The Most Reverend Dr. Thomas Nulty or Thomas McNulty (1818–1898) was born to a farming family in Fennor, Oldcastle, Co. Meath, on 7 July 1818, and died in office as the Irish Roman Catholic Bishop of Meath on Christmas Eve, 1898.

==Biography==
Nulty was educated at Gilson School, Oldcastle, County Meath, St. Finians, Navan Seminary and Maynooth College. He was ordained in 1846. Nulty was a cleric during the Great Famine. During the course of his first pastoral appointment, he officiated at an average 11 funerals of famine victims (mostly children or the aged) a day, and in 1848 he described a large-scale eviction of 700 tenants in the diocese, thought to have been near Lough Sheelin, a freshwater lough at a meeting point of Counties Westmeath, Meath and Cavan.

Nulty rose to become the Most Reverend Bishop of Meath and was known as a fierce defender of the tenant rights of Irish tenant farmers throughout the 34 years that he served in that office, from 1864 to 1898. Nulty was in agreement with the economic ideas of the progressive reformer Henry George.

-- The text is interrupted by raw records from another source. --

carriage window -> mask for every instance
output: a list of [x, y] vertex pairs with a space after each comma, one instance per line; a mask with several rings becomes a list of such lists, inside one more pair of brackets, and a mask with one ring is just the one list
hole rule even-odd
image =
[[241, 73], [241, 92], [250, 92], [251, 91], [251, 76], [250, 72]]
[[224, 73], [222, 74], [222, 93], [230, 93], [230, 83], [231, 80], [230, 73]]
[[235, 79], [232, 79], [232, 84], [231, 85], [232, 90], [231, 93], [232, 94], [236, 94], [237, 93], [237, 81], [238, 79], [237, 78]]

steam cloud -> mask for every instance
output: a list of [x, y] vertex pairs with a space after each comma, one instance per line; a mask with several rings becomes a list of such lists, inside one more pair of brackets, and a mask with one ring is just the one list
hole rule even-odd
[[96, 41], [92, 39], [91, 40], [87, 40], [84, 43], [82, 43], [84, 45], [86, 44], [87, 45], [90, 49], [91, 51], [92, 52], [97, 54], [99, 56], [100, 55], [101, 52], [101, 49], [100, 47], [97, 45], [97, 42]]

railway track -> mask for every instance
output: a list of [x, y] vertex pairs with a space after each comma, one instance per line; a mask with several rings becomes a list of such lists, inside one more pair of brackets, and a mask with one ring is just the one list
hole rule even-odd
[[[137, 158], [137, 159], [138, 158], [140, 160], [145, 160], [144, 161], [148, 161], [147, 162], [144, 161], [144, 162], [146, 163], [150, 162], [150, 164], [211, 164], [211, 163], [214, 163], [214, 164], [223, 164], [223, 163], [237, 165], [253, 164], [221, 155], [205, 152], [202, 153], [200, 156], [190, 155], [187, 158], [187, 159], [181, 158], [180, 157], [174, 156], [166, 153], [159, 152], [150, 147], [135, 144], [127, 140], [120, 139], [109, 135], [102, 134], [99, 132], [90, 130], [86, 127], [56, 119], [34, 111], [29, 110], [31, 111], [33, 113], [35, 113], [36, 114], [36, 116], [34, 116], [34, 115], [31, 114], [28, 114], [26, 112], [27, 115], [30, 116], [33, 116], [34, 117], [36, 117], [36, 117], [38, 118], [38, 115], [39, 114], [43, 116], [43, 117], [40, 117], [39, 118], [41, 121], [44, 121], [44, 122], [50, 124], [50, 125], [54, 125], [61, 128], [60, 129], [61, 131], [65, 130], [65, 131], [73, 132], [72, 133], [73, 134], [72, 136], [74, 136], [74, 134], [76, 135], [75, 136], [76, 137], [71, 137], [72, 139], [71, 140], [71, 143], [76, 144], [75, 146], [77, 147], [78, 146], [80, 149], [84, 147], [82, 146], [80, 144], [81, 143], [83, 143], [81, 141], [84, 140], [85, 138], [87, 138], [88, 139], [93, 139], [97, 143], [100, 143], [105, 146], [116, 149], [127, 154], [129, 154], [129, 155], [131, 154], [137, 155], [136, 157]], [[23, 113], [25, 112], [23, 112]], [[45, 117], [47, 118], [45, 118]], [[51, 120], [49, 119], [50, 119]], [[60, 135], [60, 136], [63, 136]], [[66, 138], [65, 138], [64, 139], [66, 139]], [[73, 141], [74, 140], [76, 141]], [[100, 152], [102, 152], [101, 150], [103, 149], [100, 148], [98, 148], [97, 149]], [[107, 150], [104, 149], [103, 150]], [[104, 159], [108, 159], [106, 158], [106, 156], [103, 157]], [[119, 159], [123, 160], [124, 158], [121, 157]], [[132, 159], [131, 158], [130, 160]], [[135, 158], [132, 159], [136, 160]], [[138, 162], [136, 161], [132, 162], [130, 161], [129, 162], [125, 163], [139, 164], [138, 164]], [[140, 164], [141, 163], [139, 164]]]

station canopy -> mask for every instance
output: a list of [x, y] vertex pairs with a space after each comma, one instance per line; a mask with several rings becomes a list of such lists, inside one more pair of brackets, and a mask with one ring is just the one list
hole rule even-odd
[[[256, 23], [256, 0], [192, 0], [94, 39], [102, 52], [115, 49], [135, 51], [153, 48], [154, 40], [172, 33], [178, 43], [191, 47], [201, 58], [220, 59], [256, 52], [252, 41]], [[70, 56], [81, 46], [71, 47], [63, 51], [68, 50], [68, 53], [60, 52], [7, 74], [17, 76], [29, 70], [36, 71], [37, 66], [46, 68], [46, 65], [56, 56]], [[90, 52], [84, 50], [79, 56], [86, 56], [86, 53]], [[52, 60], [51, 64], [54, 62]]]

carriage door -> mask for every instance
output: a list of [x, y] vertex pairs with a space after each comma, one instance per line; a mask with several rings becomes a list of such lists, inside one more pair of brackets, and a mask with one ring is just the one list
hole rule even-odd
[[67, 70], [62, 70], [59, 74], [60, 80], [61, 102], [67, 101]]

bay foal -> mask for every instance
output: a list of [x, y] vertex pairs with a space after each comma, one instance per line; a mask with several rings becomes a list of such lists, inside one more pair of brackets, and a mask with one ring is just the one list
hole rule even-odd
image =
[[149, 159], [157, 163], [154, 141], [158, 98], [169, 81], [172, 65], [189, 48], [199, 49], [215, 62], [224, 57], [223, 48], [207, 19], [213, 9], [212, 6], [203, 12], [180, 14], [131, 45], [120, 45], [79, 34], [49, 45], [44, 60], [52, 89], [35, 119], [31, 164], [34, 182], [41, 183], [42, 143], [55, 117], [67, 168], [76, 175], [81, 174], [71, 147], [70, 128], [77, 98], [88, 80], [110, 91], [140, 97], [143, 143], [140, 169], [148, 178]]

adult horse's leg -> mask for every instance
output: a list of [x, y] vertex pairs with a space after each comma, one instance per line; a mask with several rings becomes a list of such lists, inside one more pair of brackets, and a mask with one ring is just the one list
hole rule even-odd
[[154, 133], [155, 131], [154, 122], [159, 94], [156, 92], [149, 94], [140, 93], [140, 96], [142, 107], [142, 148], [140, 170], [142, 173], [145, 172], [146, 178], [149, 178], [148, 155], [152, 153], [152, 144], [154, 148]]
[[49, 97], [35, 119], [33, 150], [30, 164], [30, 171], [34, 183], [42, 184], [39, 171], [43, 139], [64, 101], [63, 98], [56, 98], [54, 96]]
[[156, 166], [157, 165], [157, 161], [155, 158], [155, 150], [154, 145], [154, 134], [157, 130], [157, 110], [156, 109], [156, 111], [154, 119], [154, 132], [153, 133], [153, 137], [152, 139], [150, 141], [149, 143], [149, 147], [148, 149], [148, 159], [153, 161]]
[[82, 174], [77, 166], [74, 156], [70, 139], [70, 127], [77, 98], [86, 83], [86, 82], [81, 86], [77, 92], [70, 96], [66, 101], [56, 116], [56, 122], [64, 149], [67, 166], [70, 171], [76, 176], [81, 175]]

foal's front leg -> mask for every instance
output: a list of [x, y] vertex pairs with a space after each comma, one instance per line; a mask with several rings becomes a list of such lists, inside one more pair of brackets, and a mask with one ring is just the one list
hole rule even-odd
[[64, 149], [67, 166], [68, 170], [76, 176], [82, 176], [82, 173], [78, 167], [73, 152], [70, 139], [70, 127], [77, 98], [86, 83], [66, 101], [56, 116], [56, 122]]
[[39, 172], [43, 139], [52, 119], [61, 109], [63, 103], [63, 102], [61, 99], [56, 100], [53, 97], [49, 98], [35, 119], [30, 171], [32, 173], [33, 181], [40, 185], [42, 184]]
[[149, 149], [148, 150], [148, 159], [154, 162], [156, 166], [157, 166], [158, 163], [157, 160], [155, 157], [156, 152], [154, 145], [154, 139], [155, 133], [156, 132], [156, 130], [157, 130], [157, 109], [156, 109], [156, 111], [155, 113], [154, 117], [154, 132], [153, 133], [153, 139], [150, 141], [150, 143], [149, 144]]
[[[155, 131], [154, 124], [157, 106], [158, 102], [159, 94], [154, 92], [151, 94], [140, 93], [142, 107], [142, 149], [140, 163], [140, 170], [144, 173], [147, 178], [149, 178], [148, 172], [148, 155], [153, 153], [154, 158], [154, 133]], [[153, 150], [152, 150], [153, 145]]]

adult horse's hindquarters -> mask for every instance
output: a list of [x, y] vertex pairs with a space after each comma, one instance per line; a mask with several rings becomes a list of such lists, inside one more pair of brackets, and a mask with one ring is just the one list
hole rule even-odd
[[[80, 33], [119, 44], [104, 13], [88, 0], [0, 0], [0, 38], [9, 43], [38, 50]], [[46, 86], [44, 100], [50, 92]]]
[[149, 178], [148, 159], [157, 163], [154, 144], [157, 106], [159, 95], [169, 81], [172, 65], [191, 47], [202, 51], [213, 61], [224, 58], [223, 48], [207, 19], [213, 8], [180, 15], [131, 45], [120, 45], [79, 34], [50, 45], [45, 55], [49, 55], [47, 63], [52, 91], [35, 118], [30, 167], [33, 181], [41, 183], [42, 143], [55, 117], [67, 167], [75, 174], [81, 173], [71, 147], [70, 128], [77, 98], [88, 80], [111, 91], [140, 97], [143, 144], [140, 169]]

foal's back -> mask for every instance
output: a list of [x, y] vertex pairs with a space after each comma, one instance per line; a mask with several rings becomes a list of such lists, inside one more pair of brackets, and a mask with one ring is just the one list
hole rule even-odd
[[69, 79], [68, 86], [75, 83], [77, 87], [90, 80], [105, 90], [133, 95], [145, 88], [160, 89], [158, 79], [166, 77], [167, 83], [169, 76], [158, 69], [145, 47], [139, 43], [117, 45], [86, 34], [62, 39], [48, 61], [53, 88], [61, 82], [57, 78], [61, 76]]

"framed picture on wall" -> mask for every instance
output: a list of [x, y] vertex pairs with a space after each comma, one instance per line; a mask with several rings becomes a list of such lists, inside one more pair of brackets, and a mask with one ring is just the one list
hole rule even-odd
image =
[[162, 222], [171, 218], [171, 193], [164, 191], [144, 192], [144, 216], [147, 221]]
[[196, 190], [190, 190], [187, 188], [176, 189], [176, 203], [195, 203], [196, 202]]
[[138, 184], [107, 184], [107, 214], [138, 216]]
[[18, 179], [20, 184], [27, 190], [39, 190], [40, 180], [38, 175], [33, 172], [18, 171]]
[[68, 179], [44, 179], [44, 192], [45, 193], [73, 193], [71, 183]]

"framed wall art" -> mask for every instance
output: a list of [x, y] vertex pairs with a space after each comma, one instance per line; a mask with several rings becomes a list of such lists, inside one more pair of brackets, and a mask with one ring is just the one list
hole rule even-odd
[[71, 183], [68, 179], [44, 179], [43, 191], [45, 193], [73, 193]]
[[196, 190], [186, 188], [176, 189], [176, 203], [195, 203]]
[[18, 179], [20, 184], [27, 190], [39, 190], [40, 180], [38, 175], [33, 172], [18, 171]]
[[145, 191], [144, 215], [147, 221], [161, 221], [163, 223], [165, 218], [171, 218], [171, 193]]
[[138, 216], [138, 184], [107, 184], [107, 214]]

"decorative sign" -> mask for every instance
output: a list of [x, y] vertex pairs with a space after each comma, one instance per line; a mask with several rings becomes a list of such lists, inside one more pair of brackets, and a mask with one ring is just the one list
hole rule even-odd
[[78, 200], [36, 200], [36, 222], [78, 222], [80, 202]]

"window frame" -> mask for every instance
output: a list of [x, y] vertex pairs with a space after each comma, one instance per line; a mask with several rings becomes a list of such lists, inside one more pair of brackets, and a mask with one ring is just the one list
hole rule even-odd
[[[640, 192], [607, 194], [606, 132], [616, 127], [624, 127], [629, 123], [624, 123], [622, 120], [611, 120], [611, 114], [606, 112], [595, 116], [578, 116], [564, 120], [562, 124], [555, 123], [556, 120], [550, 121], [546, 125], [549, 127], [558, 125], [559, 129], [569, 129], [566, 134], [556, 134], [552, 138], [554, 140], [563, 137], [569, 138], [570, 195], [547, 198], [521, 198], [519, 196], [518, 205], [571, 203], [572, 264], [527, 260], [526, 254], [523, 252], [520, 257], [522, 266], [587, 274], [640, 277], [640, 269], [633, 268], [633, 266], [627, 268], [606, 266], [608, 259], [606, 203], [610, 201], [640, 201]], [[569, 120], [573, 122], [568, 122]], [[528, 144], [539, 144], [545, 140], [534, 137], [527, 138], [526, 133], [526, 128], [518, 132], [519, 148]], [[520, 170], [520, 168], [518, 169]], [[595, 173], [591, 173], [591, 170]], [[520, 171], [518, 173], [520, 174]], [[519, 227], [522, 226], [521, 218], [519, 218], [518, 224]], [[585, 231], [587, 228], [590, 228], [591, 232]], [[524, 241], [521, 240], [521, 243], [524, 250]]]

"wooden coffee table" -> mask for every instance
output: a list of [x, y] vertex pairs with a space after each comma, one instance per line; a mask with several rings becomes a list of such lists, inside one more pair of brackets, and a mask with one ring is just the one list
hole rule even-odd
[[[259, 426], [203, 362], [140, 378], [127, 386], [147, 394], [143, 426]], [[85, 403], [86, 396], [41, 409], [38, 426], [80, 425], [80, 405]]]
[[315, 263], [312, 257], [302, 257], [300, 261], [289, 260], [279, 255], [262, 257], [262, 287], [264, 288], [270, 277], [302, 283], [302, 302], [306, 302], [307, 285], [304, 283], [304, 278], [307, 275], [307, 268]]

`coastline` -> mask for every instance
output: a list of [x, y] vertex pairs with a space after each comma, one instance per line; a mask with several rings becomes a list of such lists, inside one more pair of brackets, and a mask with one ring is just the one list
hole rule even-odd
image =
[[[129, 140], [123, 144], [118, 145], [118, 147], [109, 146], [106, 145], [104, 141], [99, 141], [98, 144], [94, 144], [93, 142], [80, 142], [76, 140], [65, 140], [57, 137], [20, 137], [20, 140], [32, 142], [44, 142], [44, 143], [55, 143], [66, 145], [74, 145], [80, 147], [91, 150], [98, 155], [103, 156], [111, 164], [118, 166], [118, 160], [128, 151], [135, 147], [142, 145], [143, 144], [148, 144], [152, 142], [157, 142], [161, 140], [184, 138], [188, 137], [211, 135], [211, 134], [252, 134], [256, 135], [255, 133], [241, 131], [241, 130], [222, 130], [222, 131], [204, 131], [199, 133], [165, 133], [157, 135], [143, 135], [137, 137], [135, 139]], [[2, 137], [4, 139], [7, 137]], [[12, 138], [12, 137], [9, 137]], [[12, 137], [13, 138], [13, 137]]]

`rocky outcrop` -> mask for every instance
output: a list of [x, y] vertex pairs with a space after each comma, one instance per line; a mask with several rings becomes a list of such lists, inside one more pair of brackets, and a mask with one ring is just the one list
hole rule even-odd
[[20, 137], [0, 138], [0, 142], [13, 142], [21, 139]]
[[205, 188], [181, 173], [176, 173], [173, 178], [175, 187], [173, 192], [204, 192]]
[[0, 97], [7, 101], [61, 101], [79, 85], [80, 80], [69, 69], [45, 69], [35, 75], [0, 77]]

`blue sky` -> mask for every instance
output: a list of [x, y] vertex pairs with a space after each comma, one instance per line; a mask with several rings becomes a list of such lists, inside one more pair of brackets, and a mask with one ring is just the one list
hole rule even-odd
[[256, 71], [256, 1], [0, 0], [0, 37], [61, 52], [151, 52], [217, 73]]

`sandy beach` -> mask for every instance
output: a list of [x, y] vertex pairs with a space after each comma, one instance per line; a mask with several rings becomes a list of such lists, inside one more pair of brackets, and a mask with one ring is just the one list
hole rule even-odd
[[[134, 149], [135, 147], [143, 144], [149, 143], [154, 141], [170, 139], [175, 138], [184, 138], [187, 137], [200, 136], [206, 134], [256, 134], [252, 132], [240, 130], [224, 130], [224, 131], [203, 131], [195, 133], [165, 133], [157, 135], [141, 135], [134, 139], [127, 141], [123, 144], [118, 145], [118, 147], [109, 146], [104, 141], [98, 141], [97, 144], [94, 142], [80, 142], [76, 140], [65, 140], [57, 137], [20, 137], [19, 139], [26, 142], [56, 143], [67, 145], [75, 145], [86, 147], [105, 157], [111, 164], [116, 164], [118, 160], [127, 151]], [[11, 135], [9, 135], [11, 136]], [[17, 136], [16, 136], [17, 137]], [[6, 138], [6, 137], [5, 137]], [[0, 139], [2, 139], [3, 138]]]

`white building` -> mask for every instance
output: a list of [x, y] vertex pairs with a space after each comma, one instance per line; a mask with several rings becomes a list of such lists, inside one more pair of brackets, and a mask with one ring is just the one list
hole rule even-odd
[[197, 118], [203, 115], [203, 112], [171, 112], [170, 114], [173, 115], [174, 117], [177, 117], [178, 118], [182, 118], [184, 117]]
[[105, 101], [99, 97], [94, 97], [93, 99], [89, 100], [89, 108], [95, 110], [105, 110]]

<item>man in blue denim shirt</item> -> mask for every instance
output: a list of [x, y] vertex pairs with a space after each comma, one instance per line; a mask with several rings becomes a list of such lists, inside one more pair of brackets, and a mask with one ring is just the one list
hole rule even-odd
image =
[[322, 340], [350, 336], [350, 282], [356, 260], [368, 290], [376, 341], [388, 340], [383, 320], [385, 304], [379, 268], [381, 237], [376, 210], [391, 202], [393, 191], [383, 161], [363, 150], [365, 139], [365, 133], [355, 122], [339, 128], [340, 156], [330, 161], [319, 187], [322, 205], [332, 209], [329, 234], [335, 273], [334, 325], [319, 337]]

Nulty read George's book Progress and Poverty multiple times and agreed with every word. Henry George even said that 'Georgism' could just as well be known as 'Nultyism'.

Thomas Nulty is famed for his 1881 tract Back to the Land, wherein he makes the case for land reform of the Irish land tenure system. Nulty was a friend and supporter of the Irish nationalist Charles Stewart Parnell until Parnell's divorce crisis in 1889.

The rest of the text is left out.